Iggy can score, he just can't really create for himself. In a situation like LA, where he'd be the fourth option I could see him flourishing. Granted I only want him if we've got two players besides Kobe that can hit the three ball consistently in the line up.


----------



## Basel (Mar 31, 2005)

Also, there's no way we're winning the championship if we get rid of Luke Walton.

-______-


----------



## DaRizzle (May 22, 2007)

I really have no interest in this trade...Odom just had his best season ever as a Laker


----------



## elcap15 (Aug 8, 2006)

^ So his value has never been higher, right?

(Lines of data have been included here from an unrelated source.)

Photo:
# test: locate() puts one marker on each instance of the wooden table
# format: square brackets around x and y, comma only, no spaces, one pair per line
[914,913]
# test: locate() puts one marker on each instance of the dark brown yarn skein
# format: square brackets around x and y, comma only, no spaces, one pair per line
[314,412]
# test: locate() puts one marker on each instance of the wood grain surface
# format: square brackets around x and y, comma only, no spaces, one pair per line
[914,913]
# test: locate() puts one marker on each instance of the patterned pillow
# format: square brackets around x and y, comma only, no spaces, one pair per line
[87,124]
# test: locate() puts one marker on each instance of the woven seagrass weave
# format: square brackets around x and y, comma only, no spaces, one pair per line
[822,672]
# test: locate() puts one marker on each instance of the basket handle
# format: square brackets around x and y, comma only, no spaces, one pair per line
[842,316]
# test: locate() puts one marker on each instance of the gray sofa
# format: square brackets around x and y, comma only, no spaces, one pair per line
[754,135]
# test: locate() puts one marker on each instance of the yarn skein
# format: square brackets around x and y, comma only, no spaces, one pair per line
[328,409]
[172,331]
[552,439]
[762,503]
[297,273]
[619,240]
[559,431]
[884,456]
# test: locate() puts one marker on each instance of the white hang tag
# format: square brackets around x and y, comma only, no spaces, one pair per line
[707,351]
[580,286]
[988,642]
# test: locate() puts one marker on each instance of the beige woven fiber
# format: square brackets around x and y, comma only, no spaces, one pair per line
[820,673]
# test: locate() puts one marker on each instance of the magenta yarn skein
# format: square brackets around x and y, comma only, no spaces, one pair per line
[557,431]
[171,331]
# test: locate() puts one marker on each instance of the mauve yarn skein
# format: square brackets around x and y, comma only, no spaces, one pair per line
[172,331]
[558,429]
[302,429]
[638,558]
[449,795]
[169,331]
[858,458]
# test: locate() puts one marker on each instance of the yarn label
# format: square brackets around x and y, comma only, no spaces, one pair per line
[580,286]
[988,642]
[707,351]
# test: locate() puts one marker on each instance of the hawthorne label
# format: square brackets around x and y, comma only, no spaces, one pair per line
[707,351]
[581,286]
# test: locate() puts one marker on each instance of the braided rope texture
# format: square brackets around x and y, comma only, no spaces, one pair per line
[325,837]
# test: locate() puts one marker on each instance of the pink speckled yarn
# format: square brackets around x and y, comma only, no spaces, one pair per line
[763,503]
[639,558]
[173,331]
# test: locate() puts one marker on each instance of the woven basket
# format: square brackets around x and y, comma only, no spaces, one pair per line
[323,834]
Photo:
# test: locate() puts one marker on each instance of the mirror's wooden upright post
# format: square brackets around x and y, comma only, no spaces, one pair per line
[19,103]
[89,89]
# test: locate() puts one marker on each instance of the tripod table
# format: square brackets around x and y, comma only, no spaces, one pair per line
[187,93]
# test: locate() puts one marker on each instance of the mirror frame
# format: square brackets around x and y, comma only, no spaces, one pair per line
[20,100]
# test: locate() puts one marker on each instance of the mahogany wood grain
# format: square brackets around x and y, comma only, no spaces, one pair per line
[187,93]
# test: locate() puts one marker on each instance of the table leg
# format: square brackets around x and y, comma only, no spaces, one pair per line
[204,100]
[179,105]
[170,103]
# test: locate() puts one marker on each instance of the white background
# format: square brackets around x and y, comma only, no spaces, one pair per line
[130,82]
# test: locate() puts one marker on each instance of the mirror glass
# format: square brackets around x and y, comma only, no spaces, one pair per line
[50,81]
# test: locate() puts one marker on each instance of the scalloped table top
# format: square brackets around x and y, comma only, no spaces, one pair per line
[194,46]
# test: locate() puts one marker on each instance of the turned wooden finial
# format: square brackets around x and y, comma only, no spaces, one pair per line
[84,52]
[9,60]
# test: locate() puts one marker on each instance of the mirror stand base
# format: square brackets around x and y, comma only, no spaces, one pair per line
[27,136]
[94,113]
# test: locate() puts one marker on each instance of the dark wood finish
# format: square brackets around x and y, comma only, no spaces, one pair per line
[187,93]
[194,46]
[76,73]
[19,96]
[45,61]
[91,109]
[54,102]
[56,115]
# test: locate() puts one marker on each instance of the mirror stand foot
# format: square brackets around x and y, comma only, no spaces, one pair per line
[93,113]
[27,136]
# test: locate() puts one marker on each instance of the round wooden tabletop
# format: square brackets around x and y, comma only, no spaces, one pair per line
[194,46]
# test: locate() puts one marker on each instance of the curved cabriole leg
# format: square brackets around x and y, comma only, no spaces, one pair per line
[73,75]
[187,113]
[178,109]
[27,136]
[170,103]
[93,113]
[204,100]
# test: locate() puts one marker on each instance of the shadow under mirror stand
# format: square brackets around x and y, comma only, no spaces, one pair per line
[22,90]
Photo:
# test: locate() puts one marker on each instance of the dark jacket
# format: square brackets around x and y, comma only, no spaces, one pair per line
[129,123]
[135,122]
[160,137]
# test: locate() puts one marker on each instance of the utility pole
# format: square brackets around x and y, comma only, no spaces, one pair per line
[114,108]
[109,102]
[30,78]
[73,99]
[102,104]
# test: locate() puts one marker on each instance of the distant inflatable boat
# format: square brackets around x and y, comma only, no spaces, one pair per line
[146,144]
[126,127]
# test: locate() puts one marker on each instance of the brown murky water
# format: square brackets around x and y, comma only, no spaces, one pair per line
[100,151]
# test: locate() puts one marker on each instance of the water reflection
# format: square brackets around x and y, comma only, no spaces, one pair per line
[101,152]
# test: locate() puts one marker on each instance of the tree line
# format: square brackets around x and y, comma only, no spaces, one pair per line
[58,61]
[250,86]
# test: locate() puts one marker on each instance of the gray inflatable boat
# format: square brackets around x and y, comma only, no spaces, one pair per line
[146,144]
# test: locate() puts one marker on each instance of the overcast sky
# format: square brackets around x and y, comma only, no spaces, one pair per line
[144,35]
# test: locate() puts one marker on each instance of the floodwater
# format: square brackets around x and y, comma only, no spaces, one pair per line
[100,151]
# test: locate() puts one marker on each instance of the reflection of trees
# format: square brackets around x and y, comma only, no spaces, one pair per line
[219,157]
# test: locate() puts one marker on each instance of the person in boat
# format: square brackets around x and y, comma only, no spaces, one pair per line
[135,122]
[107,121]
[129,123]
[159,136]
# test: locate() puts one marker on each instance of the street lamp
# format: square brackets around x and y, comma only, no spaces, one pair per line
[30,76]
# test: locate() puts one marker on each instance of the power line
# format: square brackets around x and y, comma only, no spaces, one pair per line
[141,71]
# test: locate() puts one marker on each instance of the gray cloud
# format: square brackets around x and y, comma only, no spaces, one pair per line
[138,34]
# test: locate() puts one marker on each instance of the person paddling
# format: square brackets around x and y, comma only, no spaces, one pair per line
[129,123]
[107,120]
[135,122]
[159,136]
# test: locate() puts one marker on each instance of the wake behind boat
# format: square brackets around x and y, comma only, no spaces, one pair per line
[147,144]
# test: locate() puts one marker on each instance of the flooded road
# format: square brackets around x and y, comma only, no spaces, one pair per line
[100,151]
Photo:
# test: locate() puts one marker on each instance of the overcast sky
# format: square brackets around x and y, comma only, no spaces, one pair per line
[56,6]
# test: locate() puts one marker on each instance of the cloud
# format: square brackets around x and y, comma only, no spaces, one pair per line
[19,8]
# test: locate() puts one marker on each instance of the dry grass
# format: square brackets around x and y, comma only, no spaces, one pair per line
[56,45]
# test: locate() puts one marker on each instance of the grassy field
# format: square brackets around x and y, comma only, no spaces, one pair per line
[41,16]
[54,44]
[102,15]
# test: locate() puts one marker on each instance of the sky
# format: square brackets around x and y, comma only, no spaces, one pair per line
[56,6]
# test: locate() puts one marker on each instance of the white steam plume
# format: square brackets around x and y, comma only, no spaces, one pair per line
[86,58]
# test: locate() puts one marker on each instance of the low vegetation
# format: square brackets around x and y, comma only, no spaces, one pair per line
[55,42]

I honestly do not know what I think about it.


----------



## DaRizzle (May 22, 2007)

Yes, value has never been higher.....so we should keep him....because he's good...lol


----------



## M.V.W. (Apr 2, 2011)

I have mixed feelings. As mentioned before, Odom just had his best year and may continue to perform well. Furthermore, he could be part of a package in a bigger trade later on. On the other hand, the Lakers could stand to get younger and prepare for the future.


----------



## Ron (May 8, 2002)

No one is going anywhere.

http://www.basketballforum.com/los-angeles-lakers/459179-rumor-lakers-make-no-moves-all.html


----------